会社を立ち上げてから十数人のデザイナーの自立を見送った。かつて自分がそうだったように辞める理由なんてあってないようなもので、あるのは自分自身で人生の舵を取りたいという個人の極めて健全な欲求だけだ。久しぶりに彼らと再会して、互いに何一つわだかまりのない現在のフラットな関係性が宝物のようなものだと思えた。
馬場という男が面接にやって来たのは7年前。若い頃の笑福亭鶴瓶のようなモシャモシャの頭に原始人をイメージしたのか骨つき肉の形をしたバッグを下げていた。いつもだったら絶対に採用しないタイプのデザイナーだった。主力のデザイナーたちが一気に卒業した時期でだいぶ気弱になっていたのだと思う。半ば投げやりな気持ちで試験的に採用してみたというのが正直なところだ。
大らかな人柄によく似た大らかなデザイン。最初は大らかすぎてどう扱っていいかわからなかったが、時代が変わるにつれてそのゆるやかな感性がいつの間にか心地よくなっていた。自分の許容度とか感覚の領域を拡げてくれたサイコーに素敵なデザイナーだ。そんな馬場もついに独り立ちする。といってもコラボレーターとして明日からも今まで通り仕事を継続するので感傷的な気分にはならない。屋号は「バーバリアン」だそうで、野蛮なところがなんかネアンデルタールっぽいけど資本関係のある子会社ではなく立派な独り立ちだ。
ネアンデルタールはこれから正社員制度という雇用形態の会社組織から自立(自律ではない)分散型のプラットフォームになる。独立した個人、あるいは副業が認められている個人と契約を結び、プロジェクトベースで仕事をする。すでに数年前から少しづつその形態に移行しながら仕事をすすめているので今日から特別に何かが変わるわけではない。
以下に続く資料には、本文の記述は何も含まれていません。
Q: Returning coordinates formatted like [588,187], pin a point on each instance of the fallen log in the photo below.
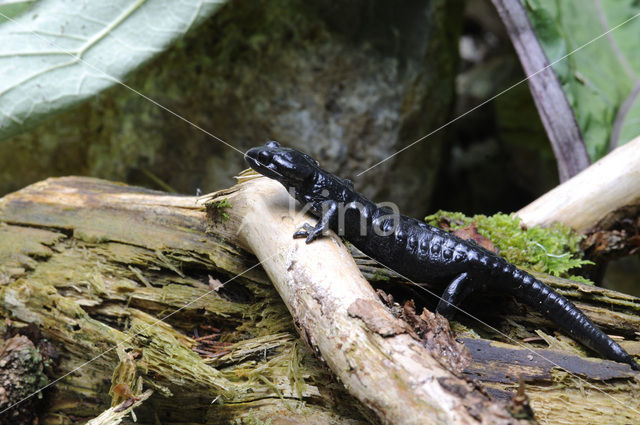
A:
[602,202]
[96,264]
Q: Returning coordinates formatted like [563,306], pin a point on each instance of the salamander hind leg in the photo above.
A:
[455,293]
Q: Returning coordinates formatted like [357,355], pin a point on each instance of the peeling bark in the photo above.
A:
[94,264]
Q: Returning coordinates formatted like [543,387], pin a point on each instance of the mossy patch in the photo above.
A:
[220,206]
[553,250]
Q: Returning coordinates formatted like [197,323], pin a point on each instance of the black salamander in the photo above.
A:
[417,250]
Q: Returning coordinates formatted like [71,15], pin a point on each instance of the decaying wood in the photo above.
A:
[94,264]
[554,109]
[603,202]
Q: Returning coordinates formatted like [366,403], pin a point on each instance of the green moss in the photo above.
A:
[553,250]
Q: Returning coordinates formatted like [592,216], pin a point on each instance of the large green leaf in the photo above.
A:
[61,52]
[602,80]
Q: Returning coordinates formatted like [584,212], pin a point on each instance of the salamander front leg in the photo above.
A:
[453,296]
[327,221]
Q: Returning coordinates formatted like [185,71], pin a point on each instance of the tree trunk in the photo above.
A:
[96,265]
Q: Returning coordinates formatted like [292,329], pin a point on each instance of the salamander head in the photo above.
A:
[288,166]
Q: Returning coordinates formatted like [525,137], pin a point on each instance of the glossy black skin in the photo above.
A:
[417,250]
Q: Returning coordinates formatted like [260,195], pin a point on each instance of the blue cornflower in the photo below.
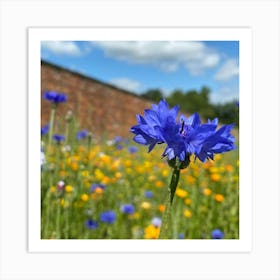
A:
[91,224]
[82,134]
[149,194]
[118,139]
[156,221]
[43,158]
[45,129]
[127,209]
[181,236]
[108,217]
[94,186]
[58,138]
[217,234]
[55,97]
[133,149]
[149,128]
[182,138]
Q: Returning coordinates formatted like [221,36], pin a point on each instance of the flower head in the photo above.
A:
[82,134]
[91,224]
[45,129]
[149,128]
[149,194]
[217,234]
[182,138]
[55,97]
[108,217]
[127,209]
[93,187]
[156,222]
[58,138]
[133,149]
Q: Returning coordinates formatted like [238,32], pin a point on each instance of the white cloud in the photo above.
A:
[127,84]
[61,47]
[224,95]
[166,55]
[228,70]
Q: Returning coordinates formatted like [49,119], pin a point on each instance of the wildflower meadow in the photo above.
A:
[119,188]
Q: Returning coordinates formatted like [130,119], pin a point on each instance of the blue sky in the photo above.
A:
[141,65]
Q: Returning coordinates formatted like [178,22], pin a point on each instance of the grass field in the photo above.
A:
[114,189]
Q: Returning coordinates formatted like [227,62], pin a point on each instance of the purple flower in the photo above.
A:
[58,138]
[127,209]
[82,134]
[91,224]
[149,129]
[149,194]
[108,217]
[45,129]
[94,186]
[182,138]
[156,221]
[217,234]
[55,97]
[181,236]
[133,149]
[119,147]
[118,139]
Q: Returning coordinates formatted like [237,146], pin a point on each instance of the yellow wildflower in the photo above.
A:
[64,203]
[187,213]
[215,177]
[190,179]
[85,173]
[151,232]
[98,174]
[229,168]
[146,205]
[118,175]
[69,189]
[98,190]
[105,180]
[161,207]
[159,184]
[127,163]
[74,166]
[219,197]
[151,178]
[188,201]
[207,191]
[84,197]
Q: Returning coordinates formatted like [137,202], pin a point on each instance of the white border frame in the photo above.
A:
[263,17]
[243,35]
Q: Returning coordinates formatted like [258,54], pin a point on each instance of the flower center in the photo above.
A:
[184,129]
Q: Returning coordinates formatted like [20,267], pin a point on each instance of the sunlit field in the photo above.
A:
[114,189]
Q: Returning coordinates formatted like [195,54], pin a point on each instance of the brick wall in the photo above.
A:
[98,107]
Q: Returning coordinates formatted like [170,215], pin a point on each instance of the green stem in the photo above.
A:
[167,215]
[51,127]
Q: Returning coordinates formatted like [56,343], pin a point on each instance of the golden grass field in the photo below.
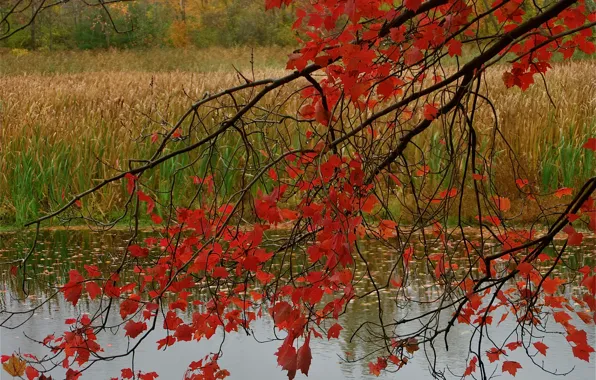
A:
[59,115]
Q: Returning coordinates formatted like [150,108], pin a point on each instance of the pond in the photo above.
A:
[245,356]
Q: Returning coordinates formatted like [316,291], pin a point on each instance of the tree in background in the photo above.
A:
[377,84]
[179,23]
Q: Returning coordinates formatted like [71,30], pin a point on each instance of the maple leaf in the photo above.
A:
[471,368]
[541,347]
[412,4]
[127,373]
[31,373]
[220,272]
[511,367]
[129,306]
[333,331]
[582,352]
[494,353]
[563,191]
[15,366]
[562,317]
[430,112]
[151,376]
[521,183]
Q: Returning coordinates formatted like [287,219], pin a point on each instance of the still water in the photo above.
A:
[246,356]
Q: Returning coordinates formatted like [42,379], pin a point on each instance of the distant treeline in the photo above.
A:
[151,23]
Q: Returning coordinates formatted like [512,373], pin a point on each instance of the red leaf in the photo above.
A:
[541,347]
[127,373]
[471,368]
[31,373]
[304,356]
[511,367]
[430,112]
[493,354]
[129,306]
[582,352]
[521,183]
[333,331]
[563,191]
[412,4]
[562,317]
[220,272]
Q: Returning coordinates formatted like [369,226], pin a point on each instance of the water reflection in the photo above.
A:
[244,356]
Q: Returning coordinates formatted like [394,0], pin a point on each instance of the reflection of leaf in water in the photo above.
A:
[14,366]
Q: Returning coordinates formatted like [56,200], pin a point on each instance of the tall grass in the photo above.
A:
[58,130]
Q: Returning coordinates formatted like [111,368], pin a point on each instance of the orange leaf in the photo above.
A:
[541,347]
[563,191]
[511,367]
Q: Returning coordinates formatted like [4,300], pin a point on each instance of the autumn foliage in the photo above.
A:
[374,77]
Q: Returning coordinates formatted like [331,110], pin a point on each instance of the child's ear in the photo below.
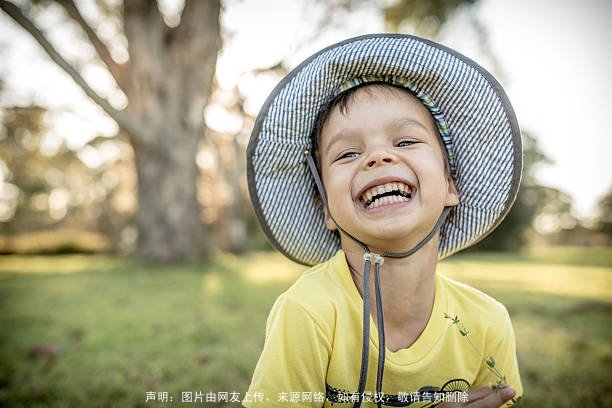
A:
[452,194]
[329,223]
何年か前に、一般からデザイナーを募って登録マネジメント料をとるというスキームに乗らないかという提案をしに来た会社もあったが丁重にお断りしたうえで玄関に塩をまいた。黙ってても相当の登録料が入りますよ、という誘いには正直ぐらっときたけど。確かに効率的に稼ぐだけならそれもありかも知れない。今流行りのなんとかエコノミーってそういうことなのかもしれない。そのやり方を選択しなかったのはいくら高いスキルを持ったデザイナーが集合してようが、知らん人間との仕事からは社風を反映したデザインがうまれにくいと考えたからだ。オフィスを同じくしなくても会社の風土は根付く。信じられる人間とのゆるやかなネットワークがあれば、ネアンデルタールらしい仕事にすることはできる。それは12年間インディペンデントを貫いてやってきたうちの会社のいちばん大きな資産だ。